En realidad todo aquello era basura, y podía tirarse. No habría hecho mal fuego la otra noche, igual hasta habrían ardido los leños de manzano. Carecía de sentido conservarlo. Esa foto espantosa de Midge, por ejemplo, sabía Dios de hacía cuántos años, poco después de que se casaran, a juzgar por las pintas. ¿De verdad llevaba el pelo así? Esa pelambrera cardada, demasiado tiesa y tupida para su cara, larga y fina ya por entonces. El cuello bajo en forma de V y los pendientes largos, y la sonrisa, demasiado entusiasta, que le hacía la boca más grande de lo que la tenía. En el ángulo izquierdo había escrito «Para mi querido Buzz, de su amada Midge». Había olvidado por completo su antiguo apodo. Hacía años que se había deshecho de él, y recordaba que nunca le había gustado: le parecía ridículo y vergonzante, y reprendía a Midge cuando lo usaba delante de la gente.

Rompió la foto por la mitad y la tiró al fuego. Observó cómo se abarquillaba y ardía, y lo último en desaparecer fue aquella sonrisa vívida. Mi querido Buzz… Recordó de repente el vestido de noche de la fotografía. Era verde, nunca fue su color, la volvía amarillenta; y lo había comprado para una ocasión especial, una gran cena con amigos que celebraban su aniversario de bodas. La finalidad de la cena había sido invitar a los amigos y vecinos que se hubieran casado más o menos por las mismas fechas, fue el motivo por el que Midge y él habían asistido.

Hubo un montón de champán y uno o dos discursos, un ambiente muy festivo, risas y chistes —algunos de ellos bastante soeces—, y recordaba que cuando acabó la velada, mientras subían al coche para marcharse, su anfitrión, entre carcajadas, dijo: «Prueba a rondarla con sombrero de copa, viejo, ¡dicen que nunca falla!». Había sido consciente de la presencia de Midge a su lado, con el vestido de fiesta verde, sentada muy tiesa y quieta, y con aquella misma sonrisa que lucía en la fotografía que acababa de destruir, entusiasta aunque insegura, dudosa respecto al significado de las palabras que su anfitrión, ligeramente ebrio, había dejado caer al aire de la noche, y aun así buscando parecer avezada, ansiosa por agradar y, por encima de todo, desesperadamente ansiosa por resultar atractiva.
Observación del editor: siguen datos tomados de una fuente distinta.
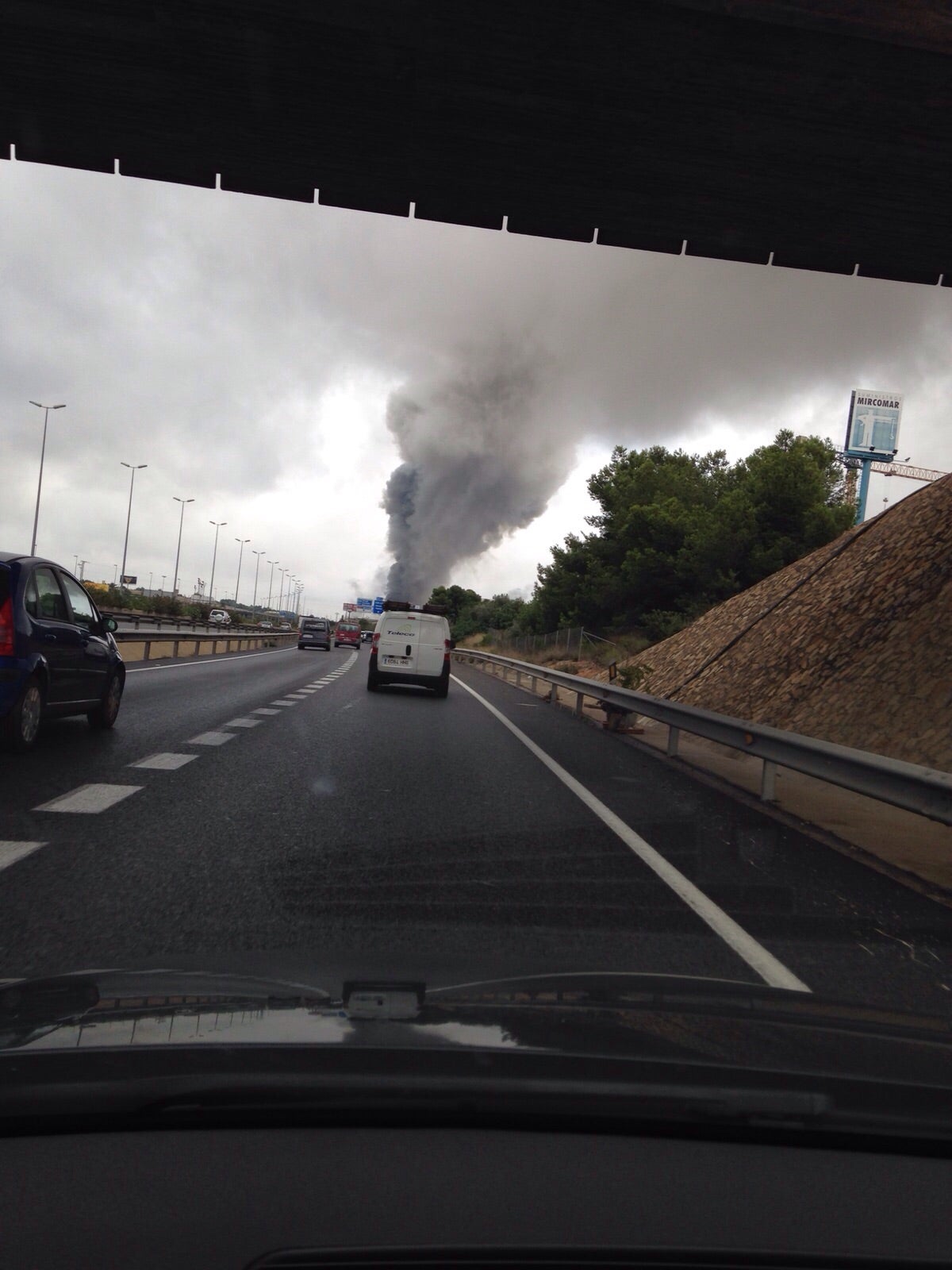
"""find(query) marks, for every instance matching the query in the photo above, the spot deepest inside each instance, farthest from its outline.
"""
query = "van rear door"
(432, 645)
(399, 643)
Cuando dejó el coche en el garaje y entró en casa, la encontró esperando allí, en la salita, sin motivo aparente. Tenía el abrigo echado hacia atrás para que se viera el vestido y aquella sonrisa, bastante insegura, en la cara.

Él bostezó, se sentó en una silla y cogió un libro. Ella esperó un poco más, después se recolocó despacio el abrigo y se fue arriba. Debió de ser poco después cuando se hizo aquella fotografía. «Mi querido Buzz, de su amada Midge.» Echó al fuego un buen puñado de chasca. Crepitó, se rompió y convirtió en cenizas la fotografía. Nada de leños verdes y mojados esta noche…
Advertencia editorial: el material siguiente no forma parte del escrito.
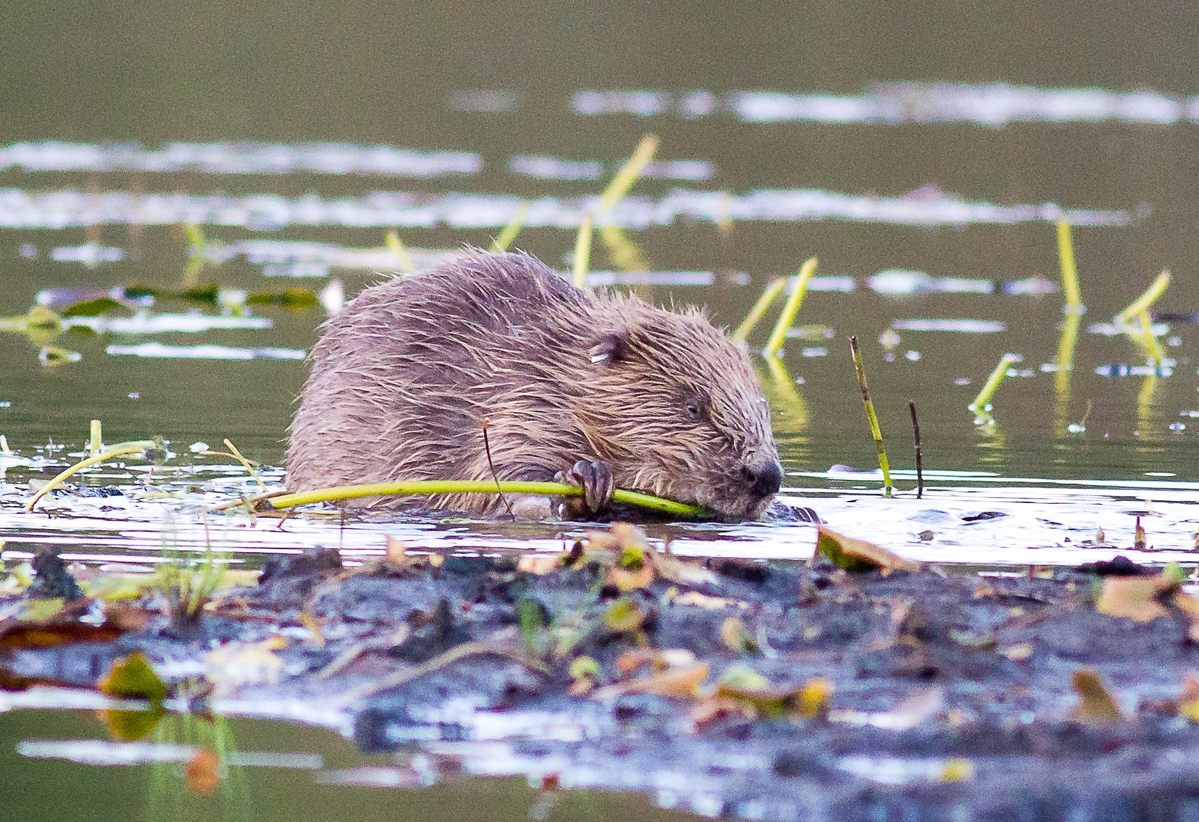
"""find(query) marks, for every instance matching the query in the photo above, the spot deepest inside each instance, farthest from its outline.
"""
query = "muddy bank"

Al día siguiente hizo buen tiempo. El sol brillaba y cantaban los pájaros. Tuvo el impulso repentino de ir a Londres. Hacía día de pasear por la calle Bond, ver el gentío pasar. Un día para pedir cita con el sastre, cortarse el pelo, comerse una docena de ostras en su restaurante favorito. Se le había pasado el enfriamiento. Tenía por delante horas apacibles. Incluso podría pasarse por alguna matiné.

El día transcurrió sin incidentes, tranquilo, relajado, justo como había planeado, y supuso un cambio con respecto a la rutina diaria en el campo. Llegó en coche a casa a eso de las siete, deseando tomarse una copa y cenar. Hacía tanto calor que no necesitaba el abrigo, ni siquiera ahora, con el sol tan bajo. Saludó con la mano al granjero, que por casualidad cruzaba la verja cuando él entraba por el vado.

—Qué día más bueno —gritó.

El hombre asintió y sonrió.

—Muchos como este a partir de ahora no vendrían mal —le respondió a voces. Un tipo decente. Llevaban siendo amigos desde la época de la guerra, cuando conducía el tractor.